Tacoma’s proximity to Puget Sound keeps winters and summers relatively mild. The majority of Tacoma’s neighborhoods are above sea level, Atkinson said, so sea-level rise won’t be much of a concern for residential property values.

Growth in Pierce County has been fairly stagnant in the past decade or more. During those times, “people then tend to assume that growth isn’t going to happen, that it’s a Seattle problem,” he said.

Since last year, King County saw the bulk of the area’s population growth. About 74 people per day moved to King County in the past decade, compared with Snohomish’s 27 per day and Pierce’s 19 per day.

The pace of growth ramped up in 2015. Last year, more than 39 people per day moved to Pierce County — more than double the rate of the previous decade.
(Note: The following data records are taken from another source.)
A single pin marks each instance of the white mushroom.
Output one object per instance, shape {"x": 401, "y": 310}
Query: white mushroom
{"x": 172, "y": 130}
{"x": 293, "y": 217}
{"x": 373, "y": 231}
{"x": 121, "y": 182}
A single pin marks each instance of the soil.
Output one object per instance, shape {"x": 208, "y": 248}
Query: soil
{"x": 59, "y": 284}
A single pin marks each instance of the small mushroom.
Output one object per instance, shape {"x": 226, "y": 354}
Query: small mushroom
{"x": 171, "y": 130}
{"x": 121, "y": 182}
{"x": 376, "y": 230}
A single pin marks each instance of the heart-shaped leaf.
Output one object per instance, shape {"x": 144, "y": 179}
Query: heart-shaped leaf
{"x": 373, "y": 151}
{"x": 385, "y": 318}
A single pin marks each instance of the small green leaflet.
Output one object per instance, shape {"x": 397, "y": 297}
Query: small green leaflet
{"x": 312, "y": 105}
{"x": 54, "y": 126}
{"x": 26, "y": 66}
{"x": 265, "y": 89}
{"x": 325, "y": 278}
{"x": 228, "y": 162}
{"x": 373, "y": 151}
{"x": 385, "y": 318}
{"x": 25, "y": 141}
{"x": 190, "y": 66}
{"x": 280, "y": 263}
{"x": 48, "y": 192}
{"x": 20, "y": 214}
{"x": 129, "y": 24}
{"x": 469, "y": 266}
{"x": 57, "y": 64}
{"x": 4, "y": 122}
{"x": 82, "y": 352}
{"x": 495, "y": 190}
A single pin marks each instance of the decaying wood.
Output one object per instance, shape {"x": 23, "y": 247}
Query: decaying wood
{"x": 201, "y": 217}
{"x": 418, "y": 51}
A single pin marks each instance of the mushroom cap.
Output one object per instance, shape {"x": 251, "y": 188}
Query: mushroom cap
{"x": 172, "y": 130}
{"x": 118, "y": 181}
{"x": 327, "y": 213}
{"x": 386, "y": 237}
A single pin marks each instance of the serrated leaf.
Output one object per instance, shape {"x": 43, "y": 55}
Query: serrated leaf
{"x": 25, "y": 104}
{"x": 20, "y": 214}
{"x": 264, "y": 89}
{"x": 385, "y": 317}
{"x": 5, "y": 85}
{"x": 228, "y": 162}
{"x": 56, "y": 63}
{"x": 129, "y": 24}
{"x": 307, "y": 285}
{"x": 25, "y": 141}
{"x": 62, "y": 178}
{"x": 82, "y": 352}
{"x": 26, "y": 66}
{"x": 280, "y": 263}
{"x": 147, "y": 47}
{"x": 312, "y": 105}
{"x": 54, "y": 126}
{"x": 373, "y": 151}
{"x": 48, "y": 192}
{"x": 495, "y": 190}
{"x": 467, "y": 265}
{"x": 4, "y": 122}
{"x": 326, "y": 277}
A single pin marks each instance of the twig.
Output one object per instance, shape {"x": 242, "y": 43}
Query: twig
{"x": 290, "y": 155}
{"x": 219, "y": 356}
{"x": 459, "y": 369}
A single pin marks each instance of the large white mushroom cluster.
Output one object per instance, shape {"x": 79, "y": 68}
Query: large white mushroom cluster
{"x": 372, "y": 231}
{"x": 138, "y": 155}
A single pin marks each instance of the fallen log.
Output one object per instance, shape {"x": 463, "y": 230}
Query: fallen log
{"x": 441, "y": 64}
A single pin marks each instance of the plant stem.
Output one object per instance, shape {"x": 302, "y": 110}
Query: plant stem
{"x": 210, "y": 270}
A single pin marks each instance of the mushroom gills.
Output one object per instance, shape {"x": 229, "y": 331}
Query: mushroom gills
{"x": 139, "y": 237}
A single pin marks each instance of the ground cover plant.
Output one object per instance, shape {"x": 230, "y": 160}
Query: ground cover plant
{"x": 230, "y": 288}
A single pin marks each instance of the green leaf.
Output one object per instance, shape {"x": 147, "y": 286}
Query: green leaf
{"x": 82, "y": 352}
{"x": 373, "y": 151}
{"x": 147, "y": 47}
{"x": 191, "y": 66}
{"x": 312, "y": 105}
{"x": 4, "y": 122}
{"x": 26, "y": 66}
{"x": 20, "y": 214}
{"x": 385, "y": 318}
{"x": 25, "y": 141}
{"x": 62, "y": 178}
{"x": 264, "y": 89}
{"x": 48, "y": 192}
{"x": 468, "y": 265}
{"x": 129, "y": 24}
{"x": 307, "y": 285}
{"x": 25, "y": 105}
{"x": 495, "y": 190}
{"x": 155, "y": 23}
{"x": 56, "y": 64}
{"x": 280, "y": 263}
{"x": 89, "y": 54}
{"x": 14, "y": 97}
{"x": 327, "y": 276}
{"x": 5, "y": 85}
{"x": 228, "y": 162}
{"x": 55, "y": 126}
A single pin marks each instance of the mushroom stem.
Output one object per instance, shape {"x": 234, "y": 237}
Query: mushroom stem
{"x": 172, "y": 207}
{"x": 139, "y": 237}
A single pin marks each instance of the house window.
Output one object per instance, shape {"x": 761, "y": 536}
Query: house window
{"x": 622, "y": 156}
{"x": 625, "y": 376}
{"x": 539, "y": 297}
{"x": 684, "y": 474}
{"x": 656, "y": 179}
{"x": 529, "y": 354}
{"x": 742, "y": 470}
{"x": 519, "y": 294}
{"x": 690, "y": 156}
The total amounted to 14,370 new residents — enough to fill Cheney Stadium twice and then some.

King County saw 143 per day move there last year, not quite double the rate of the previous decade. Last year, new Snohomish residents arrived at a rate of nearly 42 per day — half again as fast as they arrived in the past 10 years.

By 2040, the regional council is asking Pierce County and its cities to plan for another 127,000 residents — enough to fill 360 developments the size of Proctor Station. The mixed-use building in Tacoma’s coveted Proctor District has 151 apartments and street-level retail. Tacoma’s share of new residents alone by 2040 would fill 129 Proctor Stations, Atkinson said.
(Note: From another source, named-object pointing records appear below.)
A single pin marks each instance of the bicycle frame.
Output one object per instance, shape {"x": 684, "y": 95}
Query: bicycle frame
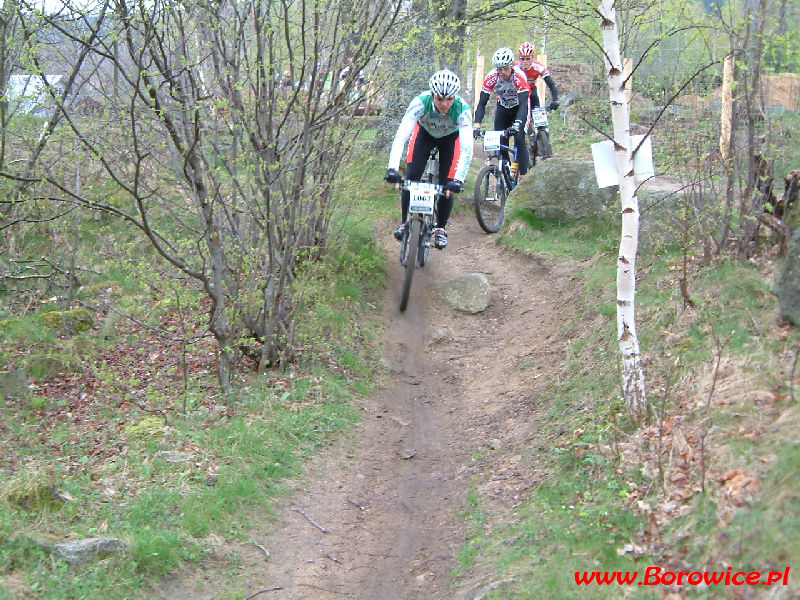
{"x": 505, "y": 164}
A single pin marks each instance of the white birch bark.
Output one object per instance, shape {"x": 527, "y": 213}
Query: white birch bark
{"x": 632, "y": 373}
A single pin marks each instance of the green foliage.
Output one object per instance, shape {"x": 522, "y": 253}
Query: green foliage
{"x": 72, "y": 321}
{"x": 530, "y": 233}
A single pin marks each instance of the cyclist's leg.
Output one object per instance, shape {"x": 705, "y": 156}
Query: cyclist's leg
{"x": 419, "y": 148}
{"x": 449, "y": 149}
{"x": 522, "y": 152}
{"x": 503, "y": 119}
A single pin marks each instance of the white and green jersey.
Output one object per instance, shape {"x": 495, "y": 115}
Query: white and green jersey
{"x": 422, "y": 111}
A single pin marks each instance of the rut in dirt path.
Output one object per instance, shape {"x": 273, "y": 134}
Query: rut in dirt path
{"x": 378, "y": 517}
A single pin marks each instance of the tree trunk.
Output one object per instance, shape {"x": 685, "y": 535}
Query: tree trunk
{"x": 633, "y": 388}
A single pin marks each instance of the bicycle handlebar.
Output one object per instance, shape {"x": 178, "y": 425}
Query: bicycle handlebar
{"x": 440, "y": 189}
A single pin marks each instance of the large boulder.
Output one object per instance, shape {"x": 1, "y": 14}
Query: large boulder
{"x": 787, "y": 286}
{"x": 562, "y": 189}
{"x": 469, "y": 293}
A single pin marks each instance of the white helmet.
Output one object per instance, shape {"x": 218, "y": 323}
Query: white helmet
{"x": 445, "y": 84}
{"x": 504, "y": 57}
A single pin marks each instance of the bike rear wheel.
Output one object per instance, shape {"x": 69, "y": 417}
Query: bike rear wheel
{"x": 490, "y": 198}
{"x": 412, "y": 236}
{"x": 543, "y": 145}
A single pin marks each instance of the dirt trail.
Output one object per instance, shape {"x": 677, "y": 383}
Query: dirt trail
{"x": 389, "y": 498}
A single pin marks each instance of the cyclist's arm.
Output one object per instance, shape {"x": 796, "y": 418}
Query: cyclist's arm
{"x": 404, "y": 131}
{"x": 553, "y": 89}
{"x": 464, "y": 157}
{"x": 480, "y": 110}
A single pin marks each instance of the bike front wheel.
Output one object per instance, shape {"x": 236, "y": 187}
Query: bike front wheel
{"x": 412, "y": 234}
{"x": 490, "y": 198}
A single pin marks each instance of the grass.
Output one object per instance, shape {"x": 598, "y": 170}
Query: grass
{"x": 103, "y": 454}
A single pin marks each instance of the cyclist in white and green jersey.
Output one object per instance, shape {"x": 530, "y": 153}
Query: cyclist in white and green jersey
{"x": 437, "y": 117}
Those predictions for the area’s population 24 years from now might seem a stretch to some, but 24 years ago, in 1992, Pierce County had 610,619 residents. Since that year, when Boyz II Men and Sir Mix-a-Lot topped the charts, 233,871 people have moved here.

For now, though, Tacoma is a “relatively full city,” he said. That means there’s little vacant land to build on. What remains are lots on steep slopes or otherwise difficult to develop, Atkinson said.

Transferring development rights away from farmland and into high-density projects such as the Stadium District apartment complex could become more common.

But we’re not Seattle yet. Land values and rental rates need to climb more before buying homes and tearing them down to build apartments or condos becomes financially realistic, Atkinson said.